> Thread 3 is allowed to load helper and/or its fields
> from main memory BEFORE it enters the getHelper method, and
> then use those old values after it sees that helperExists is true.
If you interpret the spec such that it allows for a thread to read a value
an arbitrary amount of time before it is used, and that such reads can occur
in any order - then you are correct. But that is about as loose an
interpretation of the spec that is possible. But we've long since given up
arguing over how Ch17 should be interpreted.

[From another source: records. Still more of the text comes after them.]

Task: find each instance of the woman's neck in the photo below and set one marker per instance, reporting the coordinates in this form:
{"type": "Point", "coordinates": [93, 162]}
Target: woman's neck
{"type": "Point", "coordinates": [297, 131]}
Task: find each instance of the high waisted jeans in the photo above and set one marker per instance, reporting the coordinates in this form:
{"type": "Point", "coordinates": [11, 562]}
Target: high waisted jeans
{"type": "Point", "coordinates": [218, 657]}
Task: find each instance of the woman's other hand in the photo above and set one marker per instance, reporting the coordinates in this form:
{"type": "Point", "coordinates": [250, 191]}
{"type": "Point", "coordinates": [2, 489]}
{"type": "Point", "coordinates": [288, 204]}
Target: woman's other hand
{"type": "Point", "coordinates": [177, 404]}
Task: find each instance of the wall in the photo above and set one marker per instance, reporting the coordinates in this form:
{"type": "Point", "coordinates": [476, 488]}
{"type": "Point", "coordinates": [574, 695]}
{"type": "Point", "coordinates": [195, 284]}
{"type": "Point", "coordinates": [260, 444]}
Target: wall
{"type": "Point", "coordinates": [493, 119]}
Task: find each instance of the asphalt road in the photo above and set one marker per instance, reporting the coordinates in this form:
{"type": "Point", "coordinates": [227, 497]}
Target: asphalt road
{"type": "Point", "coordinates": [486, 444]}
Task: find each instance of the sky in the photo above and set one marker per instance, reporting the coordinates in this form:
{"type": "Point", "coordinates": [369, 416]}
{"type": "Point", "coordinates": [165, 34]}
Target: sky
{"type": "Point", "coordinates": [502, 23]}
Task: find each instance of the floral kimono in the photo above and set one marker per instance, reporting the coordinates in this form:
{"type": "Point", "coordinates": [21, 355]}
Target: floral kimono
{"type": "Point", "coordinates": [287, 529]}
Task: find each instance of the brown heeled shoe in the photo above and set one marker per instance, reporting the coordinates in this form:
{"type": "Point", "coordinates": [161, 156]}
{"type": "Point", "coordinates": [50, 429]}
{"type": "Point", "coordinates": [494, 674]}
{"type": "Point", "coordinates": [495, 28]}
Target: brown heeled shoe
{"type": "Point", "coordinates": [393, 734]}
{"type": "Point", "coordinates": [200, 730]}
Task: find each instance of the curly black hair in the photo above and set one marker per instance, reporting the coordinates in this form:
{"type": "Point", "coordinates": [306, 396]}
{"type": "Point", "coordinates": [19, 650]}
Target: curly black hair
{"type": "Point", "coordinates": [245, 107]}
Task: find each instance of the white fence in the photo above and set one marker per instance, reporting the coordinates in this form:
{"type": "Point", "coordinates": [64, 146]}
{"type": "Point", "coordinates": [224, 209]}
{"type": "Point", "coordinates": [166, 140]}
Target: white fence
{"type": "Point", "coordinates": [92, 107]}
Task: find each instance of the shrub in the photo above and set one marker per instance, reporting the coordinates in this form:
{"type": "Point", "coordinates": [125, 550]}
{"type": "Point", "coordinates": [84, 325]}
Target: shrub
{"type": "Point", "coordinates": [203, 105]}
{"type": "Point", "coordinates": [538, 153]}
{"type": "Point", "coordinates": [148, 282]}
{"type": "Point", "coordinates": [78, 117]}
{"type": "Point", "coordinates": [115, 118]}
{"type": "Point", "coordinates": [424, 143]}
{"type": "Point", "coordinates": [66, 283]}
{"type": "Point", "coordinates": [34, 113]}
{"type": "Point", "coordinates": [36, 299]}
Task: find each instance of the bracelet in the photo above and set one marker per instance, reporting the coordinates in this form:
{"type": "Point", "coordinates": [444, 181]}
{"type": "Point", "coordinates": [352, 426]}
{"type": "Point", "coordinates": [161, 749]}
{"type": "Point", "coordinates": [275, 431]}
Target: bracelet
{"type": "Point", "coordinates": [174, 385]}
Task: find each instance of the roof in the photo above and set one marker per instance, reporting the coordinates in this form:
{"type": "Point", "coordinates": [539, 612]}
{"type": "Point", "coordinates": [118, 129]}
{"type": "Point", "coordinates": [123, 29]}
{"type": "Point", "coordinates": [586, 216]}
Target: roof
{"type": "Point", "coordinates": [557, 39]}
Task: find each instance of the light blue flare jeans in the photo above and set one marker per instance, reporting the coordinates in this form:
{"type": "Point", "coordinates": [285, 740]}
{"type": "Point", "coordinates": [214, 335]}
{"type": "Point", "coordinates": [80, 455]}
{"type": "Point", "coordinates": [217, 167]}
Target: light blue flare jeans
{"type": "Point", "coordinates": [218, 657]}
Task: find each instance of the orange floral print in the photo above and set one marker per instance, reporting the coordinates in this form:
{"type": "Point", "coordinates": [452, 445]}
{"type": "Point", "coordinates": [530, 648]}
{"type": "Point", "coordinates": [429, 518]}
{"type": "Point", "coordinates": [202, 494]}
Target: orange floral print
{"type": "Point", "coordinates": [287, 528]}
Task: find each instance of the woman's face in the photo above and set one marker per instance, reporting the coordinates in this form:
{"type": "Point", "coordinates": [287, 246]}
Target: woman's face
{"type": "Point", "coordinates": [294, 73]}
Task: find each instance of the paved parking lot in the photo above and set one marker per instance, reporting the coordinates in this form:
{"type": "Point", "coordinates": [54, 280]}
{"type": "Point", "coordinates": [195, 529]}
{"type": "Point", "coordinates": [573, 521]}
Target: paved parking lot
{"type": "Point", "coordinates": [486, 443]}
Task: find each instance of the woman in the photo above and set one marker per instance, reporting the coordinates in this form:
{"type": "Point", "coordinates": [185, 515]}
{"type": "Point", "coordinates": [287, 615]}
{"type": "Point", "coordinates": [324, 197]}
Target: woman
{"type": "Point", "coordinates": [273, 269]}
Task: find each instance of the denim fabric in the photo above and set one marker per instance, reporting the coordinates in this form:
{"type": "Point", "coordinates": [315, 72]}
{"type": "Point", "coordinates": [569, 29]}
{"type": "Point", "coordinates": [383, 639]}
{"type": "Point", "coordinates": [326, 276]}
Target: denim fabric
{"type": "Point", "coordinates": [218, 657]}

> That's why the Boolean configuration parameter is necessary, and why it
> not be set to "true" if the program is running on certain machines (Alpha,
> and possibly others?).
Surely if you have ascertained whether or not it is correct to set the
parameter to true then the complex logic is unnecessary - as Bill already
suggested? The runtime actions of the code do not prove anything so you
should be able to do something like:
if (!Config.UNSYNC_READS_ALLOWED || helper == null)
if (helper == null)
helper = new Helper();
Of course, Config.UNSYNC_READS_ALLOWED must be volatile to ensure the
correct value of it is seen.
> If I understand you correctly, it sounds like under the new
> memory model, the code above will still work if the Boolean is set to
> "false" -- but it won't run as fast as code that has been custom-designed
> the new spec by using "volatile."
Under the new memory model the code will fail in both cases. In the case of
"false" the code will fail if the thread sees "true" instead - because it
will be allowed to see garbage when no synchronisation is used. If
helperExists is made volatile then that can't happen - but under the new
spec, when it is volatile you won't need the original code anyway.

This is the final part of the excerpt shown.